The HEC has recently announced indigenous scholarship programme 2016-17 for students and will also conduct tests for this scholarship itself. According to a source, the HEC has established its own test-taking body namely ETC and claimed that the body would not charge any fee from students for tests. But recently the HEC had announced Rs 500 fee per person for test of indigenous scholarship programme, the source said.

While talking to Pakistan Today, Arid Agriculture University Vice Chancellor Rai Muhammad Niaz said that the HEC has not a mandate to conduct tests for its own scholarship programme as it was against the rules and regulation of the commission. He informed that principally the HEC was not authorised to conduct tests for its scholarship scheme as it had announced the programme for itself. Niaz said that Educational Testing Service (ETC) which was formed by the HEC to conduct tests for the scholarships and admission in higher educational institutions was also against the rules and regulations.
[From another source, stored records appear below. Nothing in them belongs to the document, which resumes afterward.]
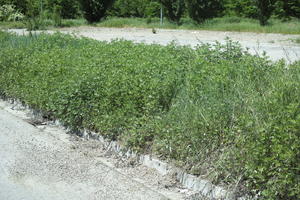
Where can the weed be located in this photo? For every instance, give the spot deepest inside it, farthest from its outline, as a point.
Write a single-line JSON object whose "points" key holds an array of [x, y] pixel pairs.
{"points": [[217, 110]]}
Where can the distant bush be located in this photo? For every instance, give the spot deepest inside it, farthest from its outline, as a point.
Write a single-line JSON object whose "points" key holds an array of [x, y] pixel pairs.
{"points": [[216, 110], [9, 13], [95, 10]]}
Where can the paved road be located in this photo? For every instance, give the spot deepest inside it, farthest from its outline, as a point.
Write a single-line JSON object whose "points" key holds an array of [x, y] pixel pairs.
{"points": [[47, 164], [277, 46]]}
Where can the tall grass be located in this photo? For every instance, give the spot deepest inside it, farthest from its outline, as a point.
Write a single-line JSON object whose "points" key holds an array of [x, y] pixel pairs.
{"points": [[215, 110]]}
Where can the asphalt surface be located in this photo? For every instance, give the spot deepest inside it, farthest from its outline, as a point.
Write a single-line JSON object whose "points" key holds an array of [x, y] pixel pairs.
{"points": [[276, 46]]}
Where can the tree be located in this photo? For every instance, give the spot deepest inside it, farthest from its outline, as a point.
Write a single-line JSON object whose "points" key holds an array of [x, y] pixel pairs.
{"points": [[68, 8], [174, 8], [95, 10], [284, 9], [265, 9], [200, 10]]}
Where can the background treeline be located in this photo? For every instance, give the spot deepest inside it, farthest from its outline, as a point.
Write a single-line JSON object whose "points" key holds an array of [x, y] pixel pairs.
{"points": [[216, 110], [174, 10]]}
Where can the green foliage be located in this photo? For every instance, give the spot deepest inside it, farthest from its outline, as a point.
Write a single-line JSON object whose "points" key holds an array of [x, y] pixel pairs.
{"points": [[9, 13], [135, 8], [95, 10], [174, 8], [285, 9], [245, 8], [200, 10], [57, 15], [217, 110], [68, 9], [265, 9]]}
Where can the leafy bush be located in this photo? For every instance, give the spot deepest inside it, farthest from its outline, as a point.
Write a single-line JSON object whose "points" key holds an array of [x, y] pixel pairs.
{"points": [[216, 110], [9, 13]]}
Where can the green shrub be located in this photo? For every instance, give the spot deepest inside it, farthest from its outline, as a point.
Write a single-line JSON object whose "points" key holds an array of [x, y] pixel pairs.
{"points": [[216, 110], [9, 13]]}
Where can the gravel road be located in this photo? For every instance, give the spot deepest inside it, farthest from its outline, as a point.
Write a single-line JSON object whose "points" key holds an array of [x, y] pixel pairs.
{"points": [[42, 162], [277, 46]]}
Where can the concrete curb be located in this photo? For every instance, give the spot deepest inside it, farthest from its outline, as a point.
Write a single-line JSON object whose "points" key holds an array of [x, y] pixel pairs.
{"points": [[204, 188]]}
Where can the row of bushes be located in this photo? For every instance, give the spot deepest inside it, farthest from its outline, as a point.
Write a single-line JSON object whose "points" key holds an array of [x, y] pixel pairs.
{"points": [[215, 110]]}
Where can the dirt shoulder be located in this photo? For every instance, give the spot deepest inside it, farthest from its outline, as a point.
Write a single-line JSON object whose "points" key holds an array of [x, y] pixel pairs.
{"points": [[41, 161]]}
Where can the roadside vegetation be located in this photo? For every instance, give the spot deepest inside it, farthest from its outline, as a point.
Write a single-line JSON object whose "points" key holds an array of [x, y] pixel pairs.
{"points": [[216, 110], [262, 16]]}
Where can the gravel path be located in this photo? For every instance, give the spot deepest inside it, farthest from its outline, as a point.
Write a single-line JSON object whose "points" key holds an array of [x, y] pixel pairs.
{"points": [[277, 46], [42, 162]]}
‘Such a body was not mentioned in its articles of memorandum and did not allow the HEC to conduct such tests for scholarship programme and admissions’, he added. Another educational expert said that the HEC was a regulatory body which could not conduct tests without involving third party or test-taking body.

He said that 2 members of HEC in its board meeting had also opposed the formation of ETC. The HEC was totally violating merit as it was conducting tests for its own scholarship and questioned, ‘How a university can verify a degree which itself awarded’.

When contacted the HEC spokesperson, she said that the commission was facilitating the applicants by holding test, there was no clash of interest as HEC was not an applicant. “The tests are being carried out according to system approach to enable transparent selection of candidates for PhD studies and HEC is empowered under its ordinance to either hire a testing service or set up testing service on its own,’ she said. Thus, HEC was not violating the verdict of LHC adding that HEC Ordinance permits it to establish testing service.

It is pertinent to mention here that the Higher Education Commission (HEC) in 2016 closed 31 PhD and 26 MPhil programmes because of lack of fulfillment of minimum quality standards, an official said on Wednesday. The commission reviewed a total of 293 PhD and 57 MPhil programmes of 171 universities, of which 31 PhD and 26 MPhil programmes of different universities were closed due to low quality standards. Earlier, the National Testing Service (NTS), a private body set up by the Comsats Institute of Information Technology (CIIT) in 2003, used to conduct recruitment tests not only for universities but also for private and public institutions, including courts of law and security agencies, charging heavy test fees.

But in March 2014, the Lahore High Court (LHC) declared the NTS illegal and directed the Higher Education Commission (HEC) to ensure that no private firms conduct tests as long as a national testing service is not constituted through proper legislation.

Complying with the court’s orders, the HEC decided to form the Education Testing Council (ETC) that will be functional by the end of this year.